This is a continuation of my previous article on http://support.ongetc.com/?q=content/pdf-pages-counting-using-vb-script-0 where it used VB script to count pages in PDF files but it has some limitation. The limitation is it can't count PDF files that scan from a scanner with OCR. So I set out to look for a solution! There are many options out there:
. Free or paid utilities but they don't give me what I want whether it is too much or too little confusing!
. There are library or framework that you can download and compile into your code but yet it requires some dependency!
. I decide to convert my VB script version from the previous article into C# and it works very well!
Here is the complete source code of that utility!
Usage:
. CountPDFPages -h (get some help)
. CountPDFPages (count all PDF files on current folder)

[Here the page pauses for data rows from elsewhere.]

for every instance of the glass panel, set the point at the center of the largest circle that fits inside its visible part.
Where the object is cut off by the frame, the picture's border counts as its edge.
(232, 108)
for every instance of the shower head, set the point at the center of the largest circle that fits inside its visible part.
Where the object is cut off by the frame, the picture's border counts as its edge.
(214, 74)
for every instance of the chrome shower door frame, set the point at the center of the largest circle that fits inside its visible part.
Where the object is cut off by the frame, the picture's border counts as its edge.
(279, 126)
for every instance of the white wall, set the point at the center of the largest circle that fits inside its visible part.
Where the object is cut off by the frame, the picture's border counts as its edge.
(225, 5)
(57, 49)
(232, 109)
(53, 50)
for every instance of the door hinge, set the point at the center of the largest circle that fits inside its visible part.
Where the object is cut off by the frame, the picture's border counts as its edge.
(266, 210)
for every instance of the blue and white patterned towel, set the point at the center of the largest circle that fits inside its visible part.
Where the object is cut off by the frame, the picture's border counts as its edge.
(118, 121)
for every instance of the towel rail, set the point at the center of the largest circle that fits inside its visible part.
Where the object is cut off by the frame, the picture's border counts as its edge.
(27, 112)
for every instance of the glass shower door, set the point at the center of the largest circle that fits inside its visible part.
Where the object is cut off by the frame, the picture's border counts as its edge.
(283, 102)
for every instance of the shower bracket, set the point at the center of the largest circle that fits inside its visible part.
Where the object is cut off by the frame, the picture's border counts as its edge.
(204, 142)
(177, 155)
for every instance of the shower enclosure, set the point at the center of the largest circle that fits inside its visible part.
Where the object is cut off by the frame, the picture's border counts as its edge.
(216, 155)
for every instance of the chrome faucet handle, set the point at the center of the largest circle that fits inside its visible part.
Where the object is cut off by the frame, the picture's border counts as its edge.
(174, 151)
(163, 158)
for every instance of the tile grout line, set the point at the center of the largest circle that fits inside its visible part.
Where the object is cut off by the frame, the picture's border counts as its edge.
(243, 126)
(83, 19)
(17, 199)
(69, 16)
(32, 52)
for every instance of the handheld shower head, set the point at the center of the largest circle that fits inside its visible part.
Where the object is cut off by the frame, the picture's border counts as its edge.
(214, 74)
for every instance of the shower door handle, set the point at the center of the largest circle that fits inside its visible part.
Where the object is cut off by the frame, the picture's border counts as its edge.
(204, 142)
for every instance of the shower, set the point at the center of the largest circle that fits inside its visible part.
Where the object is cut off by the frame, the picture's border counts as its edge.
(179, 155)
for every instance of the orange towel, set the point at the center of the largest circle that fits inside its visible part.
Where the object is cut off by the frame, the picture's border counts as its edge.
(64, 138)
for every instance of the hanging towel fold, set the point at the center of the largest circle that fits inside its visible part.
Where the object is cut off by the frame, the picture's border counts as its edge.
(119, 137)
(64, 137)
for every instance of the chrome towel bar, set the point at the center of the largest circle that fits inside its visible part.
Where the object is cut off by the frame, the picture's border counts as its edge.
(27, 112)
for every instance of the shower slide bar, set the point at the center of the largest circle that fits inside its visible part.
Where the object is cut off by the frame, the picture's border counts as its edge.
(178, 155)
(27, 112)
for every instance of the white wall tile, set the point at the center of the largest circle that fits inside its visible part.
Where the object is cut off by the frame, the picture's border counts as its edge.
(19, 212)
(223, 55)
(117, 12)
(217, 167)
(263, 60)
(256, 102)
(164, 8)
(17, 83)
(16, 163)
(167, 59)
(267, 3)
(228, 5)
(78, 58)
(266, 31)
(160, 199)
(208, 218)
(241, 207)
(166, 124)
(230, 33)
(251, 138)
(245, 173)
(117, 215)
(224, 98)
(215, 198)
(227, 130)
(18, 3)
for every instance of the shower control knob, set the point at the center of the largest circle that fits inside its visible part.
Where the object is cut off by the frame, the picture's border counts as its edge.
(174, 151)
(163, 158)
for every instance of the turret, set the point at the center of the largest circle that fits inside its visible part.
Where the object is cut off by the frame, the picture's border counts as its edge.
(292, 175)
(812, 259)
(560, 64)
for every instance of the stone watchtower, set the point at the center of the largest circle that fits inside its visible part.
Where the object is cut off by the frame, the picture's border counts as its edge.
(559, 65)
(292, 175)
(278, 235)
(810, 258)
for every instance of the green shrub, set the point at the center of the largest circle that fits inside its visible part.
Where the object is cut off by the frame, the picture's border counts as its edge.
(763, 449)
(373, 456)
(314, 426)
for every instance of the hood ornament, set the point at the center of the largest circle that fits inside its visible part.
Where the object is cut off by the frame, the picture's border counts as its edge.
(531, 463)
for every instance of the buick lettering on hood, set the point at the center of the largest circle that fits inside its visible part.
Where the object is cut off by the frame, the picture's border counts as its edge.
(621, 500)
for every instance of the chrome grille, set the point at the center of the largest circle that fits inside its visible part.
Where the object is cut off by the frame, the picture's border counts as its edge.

. CountPDFPages fullPathToPDFFolder
It works really fast! It will produce a text file that contains a listing of all PDF files with the page count next to it then you can use it to import into Excel or something similar.
Enjoy!
#region CountPDFPages
//
// Authors: Chanh Ong
// Date: 4/27/2010
//
// THE SOFTWARE IS PROVIDED "AS IS", WITHOUT WARRANTY OF ANY KIND, EXPRESS OR
// IMPLIED, INCLUDING BUT NOT LIMITED TO THE WARRANTIES OF MERCHANTABILITY,
// FITNESS FOR A PARTICULAR PURPOSE AND NONINFRINGEMENT. IN NO EVENT SHALL
// THE AUTHORS OR COPYRIGHT HOLDERS BE LIABLE FOR ANY CLAIM, DAMAGES OR OTHER
// LIABILITY, WHETHER IN AN ACTION OF CONTRACT, TORT OR OTHERWISE, ARISING
// FROM, OUT OF OR IN CONNECTION WITH THE SOFTWARE OR THE USE OR OTHER
// DEALINGS IN THE SOFTWARE.
#endregion
using System;
using System.IO;
using System.Text;
using System.Text.RegularExpressions;
namespace CountPDFPages
{
class CountPDFPages
{
static string meName = "CountPDFPages";
static string meHelp = "[" + meName.ToUpper()+"_HELP]";
static void Main(string[] args)
{
string filePath = ".\\";
Console.WriteLine("\nBy: Chanh Ong\nUse /h to get Help\n");
if (args.Length > 0)
{
if (args[0].ToLower() == "/h" || args[0] == "/?") filePath = meHelp;
else filePath = args[0];
}
if (filePath == meHelp) showHelp();
else processPDFFiles(filePath);
}
public static void processPDFFiles(string filePath)
{
int countFile = 0;
countFile = getFiles(filePath);
if (countFile == 0) Console.WriteLine("Nothing to do!");
System.Console.WriteLine("\nProcessed " + countFile + " files");
}
public static int getFiles(string sfolder)
{
string fullFilePath, sb, pages, sPath = "";
int countFile = 0;
try
{
// Make a reference to a directory.
DirectoryInfo Dinfo = new DirectoryInfo(sfolder);
// Get a reference to each file in that directory.
FileInfo[] fileInfoArray = Dinfo.GetFiles();
if (sfolder != null) sPath = Path.GetFullPath(sfolder);
if (sPath.Substring(sPath.Length - 1) != "\\") sPath = sPath + "\\";
try
{
using (StreamWriter outFile = new StreamWriter(sPath + @"pagecount.txt"))
{
foreach (FileInfo oneFileInfo in fileInfoArray)
{
if (oneFileInfo.Extension.ToLower() == ".pdf")
{
countFile++;
fullFilePath = sPath + oneFileInfo.Name;
pages = getNoOfPDFPages(fullFilePath).ToString();
sb = oneFileInfo.Name + "," + pages;
outFile.WriteLine(sb.ToString());
System.Console.WriteLine("This \"" + fullFilePath + "\" file has " + pages + " pages");
}
}
}
}
catch (System.SystemException e)
{
Console.WriteLine("\n" + e.Message + "\n");
}
}
catch (System.IO.DirectoryNotFoundException e)
{
Console.WriteLine("\n" + e.Message + "\n");
}
return countFile;
}
public static int getNoOfPDFPages(string fileName)
{
if (File.Exists(fileName) == false) return 0;
int result = 0;
FileStream fs = new FileStream(fileName, FileMode.Open, FileAccess.Read);
StreamReader r = new StreamReader(fs);
string pdfText = r.ReadToEnd();
System.Text.RegularExpressions.Regex regx = new Regex(@"/Type\s*/Page[^s]");
System.Text.RegularExpressions.MatchCollection matches = regx.Matches(pdfText);
result = matches.Count;
return result;
}
public static void showHelp()
{
System.Console.WriteLine("Usage:\n");
System.Console.WriteLine(meName + " (assume current folder)\n");
System.Console.WriteLine(" or\n");
System.Console.WriteLine(meName + " FullFolderPath (ex: \"p:\\folder\\subfolder\")\n");
return;
}
}
}